When and why should I use a namedtuple instead of a dictionary? [duplicate]

In dicts, only the keys have to be hashable, not the values. namedtuples don’t have keys, so hashability isn’t an issue.

However, they have a more stringent restriction — their key-equivalents, “field names”, have to be strings.

Basically, if you were going to create a bunch of instances of a class like:

class Container:
    def __init__(self, name, date, foo, bar):
        self.name = name
        self.date = date
        self.foo = foo
        self.bar = bar

mycontainer = Container(name, date, foo, bar)

and not change the attributes after you set them in __init__, you could instead use

Container = namedtuple('Container', ['name', 'date', 'foo', 'bar'])

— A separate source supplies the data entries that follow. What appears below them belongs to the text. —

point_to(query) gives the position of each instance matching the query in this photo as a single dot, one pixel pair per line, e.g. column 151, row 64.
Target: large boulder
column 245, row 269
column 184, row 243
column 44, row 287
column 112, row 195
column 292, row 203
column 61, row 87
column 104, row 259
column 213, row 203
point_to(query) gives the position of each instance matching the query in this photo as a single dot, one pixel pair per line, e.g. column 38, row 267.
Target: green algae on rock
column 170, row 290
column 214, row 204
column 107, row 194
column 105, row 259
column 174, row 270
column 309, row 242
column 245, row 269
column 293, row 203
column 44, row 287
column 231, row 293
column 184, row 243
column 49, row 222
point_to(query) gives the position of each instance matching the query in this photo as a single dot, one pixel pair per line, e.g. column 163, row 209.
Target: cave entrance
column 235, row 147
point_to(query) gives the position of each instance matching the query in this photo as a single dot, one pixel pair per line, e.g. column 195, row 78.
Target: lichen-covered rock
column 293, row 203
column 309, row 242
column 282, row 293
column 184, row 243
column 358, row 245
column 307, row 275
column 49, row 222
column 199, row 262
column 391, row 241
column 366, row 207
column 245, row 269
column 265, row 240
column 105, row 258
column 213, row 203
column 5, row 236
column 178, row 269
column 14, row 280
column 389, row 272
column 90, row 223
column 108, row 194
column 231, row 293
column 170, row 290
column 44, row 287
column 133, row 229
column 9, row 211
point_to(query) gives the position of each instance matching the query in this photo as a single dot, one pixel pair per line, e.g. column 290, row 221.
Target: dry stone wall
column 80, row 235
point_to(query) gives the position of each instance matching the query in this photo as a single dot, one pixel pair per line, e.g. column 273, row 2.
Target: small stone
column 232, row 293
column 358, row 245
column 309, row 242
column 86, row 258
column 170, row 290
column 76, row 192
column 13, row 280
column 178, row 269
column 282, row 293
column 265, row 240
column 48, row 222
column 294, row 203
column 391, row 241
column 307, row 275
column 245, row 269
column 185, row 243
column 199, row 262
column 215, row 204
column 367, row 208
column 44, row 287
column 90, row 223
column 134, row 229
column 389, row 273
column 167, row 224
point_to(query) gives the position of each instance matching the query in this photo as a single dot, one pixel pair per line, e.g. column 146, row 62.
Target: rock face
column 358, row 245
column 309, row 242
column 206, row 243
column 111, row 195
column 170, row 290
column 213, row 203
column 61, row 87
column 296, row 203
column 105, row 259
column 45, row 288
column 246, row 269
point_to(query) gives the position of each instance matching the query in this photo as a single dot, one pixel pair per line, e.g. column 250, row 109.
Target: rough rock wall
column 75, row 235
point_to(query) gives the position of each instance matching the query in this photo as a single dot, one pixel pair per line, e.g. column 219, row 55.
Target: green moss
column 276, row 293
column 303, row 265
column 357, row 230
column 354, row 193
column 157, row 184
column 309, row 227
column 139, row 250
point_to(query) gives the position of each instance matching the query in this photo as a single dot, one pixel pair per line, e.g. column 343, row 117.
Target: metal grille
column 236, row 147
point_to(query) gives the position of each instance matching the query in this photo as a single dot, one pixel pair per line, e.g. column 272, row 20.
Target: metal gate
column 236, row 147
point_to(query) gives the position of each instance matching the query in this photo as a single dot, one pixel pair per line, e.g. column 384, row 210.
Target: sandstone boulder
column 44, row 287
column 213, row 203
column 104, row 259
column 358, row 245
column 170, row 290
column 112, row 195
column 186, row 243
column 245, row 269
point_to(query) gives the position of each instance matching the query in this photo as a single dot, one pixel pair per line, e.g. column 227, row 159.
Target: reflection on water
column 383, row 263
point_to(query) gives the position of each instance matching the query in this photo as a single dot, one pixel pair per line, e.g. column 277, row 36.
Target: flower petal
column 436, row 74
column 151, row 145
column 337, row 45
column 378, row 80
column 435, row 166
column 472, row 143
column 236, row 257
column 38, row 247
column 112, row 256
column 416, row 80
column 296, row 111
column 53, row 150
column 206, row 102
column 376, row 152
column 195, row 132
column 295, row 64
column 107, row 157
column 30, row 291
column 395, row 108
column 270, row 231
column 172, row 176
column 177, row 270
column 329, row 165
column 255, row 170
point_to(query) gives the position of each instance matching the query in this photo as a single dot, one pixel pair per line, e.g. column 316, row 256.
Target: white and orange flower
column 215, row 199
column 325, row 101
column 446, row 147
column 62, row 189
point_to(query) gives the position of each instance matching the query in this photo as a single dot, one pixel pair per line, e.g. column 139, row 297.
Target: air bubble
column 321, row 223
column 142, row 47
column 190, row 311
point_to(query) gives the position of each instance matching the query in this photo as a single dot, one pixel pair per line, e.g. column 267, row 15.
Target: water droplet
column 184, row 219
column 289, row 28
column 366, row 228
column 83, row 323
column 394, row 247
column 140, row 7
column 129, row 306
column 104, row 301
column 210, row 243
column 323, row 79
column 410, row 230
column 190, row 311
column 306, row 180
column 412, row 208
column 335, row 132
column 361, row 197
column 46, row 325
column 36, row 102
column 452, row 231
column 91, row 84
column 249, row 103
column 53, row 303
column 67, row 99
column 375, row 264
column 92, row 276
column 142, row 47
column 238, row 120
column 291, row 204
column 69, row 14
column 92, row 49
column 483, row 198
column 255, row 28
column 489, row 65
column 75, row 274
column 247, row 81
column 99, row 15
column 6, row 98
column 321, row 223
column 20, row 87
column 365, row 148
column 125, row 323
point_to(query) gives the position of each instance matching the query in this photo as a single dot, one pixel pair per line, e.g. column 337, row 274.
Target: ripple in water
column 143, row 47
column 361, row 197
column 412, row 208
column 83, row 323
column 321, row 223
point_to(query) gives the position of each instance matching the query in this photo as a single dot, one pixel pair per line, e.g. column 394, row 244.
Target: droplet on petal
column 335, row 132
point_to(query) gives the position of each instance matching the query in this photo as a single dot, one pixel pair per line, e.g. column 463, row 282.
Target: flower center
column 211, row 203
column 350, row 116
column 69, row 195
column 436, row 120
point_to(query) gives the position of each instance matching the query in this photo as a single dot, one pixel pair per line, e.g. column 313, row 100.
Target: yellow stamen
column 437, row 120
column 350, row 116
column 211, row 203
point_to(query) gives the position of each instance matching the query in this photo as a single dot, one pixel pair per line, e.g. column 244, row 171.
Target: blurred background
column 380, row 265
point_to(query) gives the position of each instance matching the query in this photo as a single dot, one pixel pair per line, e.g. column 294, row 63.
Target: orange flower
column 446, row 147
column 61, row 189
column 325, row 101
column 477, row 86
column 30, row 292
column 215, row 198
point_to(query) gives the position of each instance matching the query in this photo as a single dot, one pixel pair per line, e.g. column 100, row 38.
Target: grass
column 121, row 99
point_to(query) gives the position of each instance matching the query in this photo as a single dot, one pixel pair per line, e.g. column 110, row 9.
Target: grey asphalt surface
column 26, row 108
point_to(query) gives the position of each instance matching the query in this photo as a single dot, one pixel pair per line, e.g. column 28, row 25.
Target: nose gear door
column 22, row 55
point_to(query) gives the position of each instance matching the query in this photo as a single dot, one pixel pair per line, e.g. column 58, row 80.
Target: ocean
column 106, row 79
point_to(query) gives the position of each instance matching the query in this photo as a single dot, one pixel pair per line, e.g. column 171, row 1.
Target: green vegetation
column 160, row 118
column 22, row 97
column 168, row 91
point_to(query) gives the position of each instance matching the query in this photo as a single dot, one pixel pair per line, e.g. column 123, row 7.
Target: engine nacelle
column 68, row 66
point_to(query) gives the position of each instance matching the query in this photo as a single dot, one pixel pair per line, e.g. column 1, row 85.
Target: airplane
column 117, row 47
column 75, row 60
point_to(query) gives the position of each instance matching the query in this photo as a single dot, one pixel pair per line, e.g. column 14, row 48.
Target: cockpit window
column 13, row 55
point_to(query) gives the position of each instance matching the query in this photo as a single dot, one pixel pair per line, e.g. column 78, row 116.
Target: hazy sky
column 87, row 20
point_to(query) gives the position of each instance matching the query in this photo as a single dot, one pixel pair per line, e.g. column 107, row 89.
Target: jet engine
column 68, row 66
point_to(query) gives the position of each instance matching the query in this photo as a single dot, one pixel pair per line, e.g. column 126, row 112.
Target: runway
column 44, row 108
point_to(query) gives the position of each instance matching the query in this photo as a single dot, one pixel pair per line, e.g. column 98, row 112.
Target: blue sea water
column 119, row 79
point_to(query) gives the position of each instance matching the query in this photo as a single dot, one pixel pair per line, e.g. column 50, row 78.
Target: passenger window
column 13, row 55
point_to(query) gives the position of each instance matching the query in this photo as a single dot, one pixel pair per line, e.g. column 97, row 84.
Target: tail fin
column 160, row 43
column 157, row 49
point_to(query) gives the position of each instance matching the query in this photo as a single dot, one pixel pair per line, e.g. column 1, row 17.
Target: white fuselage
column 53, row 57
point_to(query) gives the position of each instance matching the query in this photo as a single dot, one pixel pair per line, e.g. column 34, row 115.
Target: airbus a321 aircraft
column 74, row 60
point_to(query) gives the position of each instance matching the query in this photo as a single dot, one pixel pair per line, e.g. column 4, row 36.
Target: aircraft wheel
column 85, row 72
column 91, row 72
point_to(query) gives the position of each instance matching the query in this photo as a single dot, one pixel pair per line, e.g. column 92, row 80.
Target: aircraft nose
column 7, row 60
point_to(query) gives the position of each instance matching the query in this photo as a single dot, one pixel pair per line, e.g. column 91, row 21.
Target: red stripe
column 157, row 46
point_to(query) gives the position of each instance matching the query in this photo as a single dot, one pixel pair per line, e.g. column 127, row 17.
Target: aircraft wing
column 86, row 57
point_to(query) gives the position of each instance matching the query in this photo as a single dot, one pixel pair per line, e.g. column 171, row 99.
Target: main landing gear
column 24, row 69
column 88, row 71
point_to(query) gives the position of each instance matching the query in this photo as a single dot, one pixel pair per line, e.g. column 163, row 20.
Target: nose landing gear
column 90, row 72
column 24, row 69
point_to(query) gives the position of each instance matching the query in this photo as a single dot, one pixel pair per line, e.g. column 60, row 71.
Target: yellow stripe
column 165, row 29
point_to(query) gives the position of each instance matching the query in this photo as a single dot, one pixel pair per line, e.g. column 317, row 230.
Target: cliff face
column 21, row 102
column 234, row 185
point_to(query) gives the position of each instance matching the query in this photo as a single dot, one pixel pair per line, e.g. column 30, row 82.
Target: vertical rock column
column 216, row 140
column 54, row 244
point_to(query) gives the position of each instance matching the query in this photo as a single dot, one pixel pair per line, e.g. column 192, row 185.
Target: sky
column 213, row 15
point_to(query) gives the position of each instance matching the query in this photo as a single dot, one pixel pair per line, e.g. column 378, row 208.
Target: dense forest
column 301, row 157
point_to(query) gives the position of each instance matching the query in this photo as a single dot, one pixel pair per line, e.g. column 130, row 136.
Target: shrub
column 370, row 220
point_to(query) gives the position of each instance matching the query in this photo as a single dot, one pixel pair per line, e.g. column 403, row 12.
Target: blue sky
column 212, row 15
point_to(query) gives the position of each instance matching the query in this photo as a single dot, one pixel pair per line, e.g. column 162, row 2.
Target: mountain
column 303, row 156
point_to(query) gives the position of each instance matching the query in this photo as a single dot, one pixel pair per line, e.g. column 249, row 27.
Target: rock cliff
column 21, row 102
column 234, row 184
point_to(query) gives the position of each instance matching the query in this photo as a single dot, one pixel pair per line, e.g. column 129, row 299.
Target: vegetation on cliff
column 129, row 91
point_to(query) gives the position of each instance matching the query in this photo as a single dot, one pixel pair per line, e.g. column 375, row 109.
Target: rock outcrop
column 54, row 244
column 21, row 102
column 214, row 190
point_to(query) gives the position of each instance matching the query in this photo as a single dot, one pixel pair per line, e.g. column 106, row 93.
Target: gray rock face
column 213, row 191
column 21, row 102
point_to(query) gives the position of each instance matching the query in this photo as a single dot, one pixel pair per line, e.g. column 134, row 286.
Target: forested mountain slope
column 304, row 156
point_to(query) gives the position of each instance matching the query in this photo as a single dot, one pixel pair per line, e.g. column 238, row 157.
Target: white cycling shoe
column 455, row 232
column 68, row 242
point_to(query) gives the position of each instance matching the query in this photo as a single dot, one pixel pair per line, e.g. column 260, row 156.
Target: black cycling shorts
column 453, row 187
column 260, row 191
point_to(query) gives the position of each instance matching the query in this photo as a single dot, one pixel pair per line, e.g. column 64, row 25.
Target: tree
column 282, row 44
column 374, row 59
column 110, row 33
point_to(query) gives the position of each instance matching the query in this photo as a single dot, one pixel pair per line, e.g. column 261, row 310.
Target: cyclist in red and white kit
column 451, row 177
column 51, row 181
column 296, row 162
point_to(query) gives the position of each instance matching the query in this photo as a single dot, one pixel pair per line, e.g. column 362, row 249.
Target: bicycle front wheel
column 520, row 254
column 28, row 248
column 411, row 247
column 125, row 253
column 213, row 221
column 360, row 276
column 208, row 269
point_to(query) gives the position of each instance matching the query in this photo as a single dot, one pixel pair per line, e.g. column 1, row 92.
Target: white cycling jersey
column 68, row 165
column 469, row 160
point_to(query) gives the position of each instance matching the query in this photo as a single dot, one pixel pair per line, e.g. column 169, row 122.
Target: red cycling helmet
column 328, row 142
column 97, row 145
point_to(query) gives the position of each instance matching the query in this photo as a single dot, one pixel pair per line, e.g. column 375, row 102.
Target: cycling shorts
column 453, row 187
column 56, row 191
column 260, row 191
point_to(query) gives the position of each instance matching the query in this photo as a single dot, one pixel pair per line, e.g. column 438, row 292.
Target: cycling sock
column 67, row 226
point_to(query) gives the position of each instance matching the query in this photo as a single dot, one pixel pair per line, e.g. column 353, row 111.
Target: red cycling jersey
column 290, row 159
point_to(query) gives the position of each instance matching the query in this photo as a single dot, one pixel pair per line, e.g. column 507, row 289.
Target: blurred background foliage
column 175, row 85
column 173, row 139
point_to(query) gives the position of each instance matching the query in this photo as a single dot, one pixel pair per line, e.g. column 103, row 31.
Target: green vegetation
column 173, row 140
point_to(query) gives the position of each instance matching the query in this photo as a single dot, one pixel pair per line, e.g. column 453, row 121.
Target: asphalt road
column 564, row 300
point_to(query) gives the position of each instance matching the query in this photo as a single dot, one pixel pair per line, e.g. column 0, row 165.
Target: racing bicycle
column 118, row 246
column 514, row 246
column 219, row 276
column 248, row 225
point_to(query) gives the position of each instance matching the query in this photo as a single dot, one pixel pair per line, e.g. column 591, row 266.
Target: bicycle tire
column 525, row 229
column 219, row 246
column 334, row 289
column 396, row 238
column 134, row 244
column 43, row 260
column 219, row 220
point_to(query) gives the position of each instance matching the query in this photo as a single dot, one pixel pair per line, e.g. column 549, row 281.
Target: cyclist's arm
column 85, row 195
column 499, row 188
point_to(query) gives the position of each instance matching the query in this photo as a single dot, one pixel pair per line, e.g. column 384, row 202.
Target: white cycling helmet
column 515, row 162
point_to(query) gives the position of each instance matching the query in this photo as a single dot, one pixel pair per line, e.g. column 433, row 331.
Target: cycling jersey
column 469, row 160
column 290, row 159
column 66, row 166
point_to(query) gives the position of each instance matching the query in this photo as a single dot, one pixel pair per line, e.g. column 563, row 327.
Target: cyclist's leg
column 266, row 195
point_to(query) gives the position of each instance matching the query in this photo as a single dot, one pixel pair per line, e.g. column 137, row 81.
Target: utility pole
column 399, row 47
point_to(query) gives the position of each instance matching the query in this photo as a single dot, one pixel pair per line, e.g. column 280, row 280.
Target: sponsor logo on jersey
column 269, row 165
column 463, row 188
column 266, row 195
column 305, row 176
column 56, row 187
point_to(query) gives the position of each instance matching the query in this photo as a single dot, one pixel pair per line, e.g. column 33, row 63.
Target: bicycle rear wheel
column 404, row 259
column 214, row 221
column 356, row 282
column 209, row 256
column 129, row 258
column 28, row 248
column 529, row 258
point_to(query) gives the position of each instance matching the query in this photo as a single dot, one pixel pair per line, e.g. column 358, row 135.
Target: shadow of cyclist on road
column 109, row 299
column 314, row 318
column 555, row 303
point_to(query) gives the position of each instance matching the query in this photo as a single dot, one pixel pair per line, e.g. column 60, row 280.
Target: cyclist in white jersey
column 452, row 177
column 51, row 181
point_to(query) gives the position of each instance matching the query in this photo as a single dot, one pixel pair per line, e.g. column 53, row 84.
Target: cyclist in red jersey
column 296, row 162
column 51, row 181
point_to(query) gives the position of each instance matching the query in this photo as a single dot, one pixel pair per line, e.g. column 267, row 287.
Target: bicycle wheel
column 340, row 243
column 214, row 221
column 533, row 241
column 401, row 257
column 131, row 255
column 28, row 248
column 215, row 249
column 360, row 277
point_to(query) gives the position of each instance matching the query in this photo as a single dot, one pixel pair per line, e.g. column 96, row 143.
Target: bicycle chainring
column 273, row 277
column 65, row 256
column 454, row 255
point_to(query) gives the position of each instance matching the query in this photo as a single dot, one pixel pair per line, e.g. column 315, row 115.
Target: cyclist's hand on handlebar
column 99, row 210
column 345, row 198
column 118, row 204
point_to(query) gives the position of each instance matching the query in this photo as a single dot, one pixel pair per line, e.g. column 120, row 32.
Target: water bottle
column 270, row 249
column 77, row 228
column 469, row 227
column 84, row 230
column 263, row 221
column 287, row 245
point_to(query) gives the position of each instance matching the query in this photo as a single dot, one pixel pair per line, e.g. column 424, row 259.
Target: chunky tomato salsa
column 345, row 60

mycontainer = Container(name, date, foo, bar)

as a replacement.

Of course, you could create a bunch of dicts where you used the same keys in each one, but assuming you will have only valid Python identifiers as keys and don’t need mutability,

mynamedtuple.fieldname

is prettier than

mydict['fieldname']

and

mynamedtuple = MyNamedTuple(firstvalue, secondvalue)

is prettier than

mydict = {'fieldname': firstvalue, 'secondfield': secondvalue}

Finally, namedtuples are ordered, unlike regular dicts, so you get the items in the order you defined the fields, unlike a dict.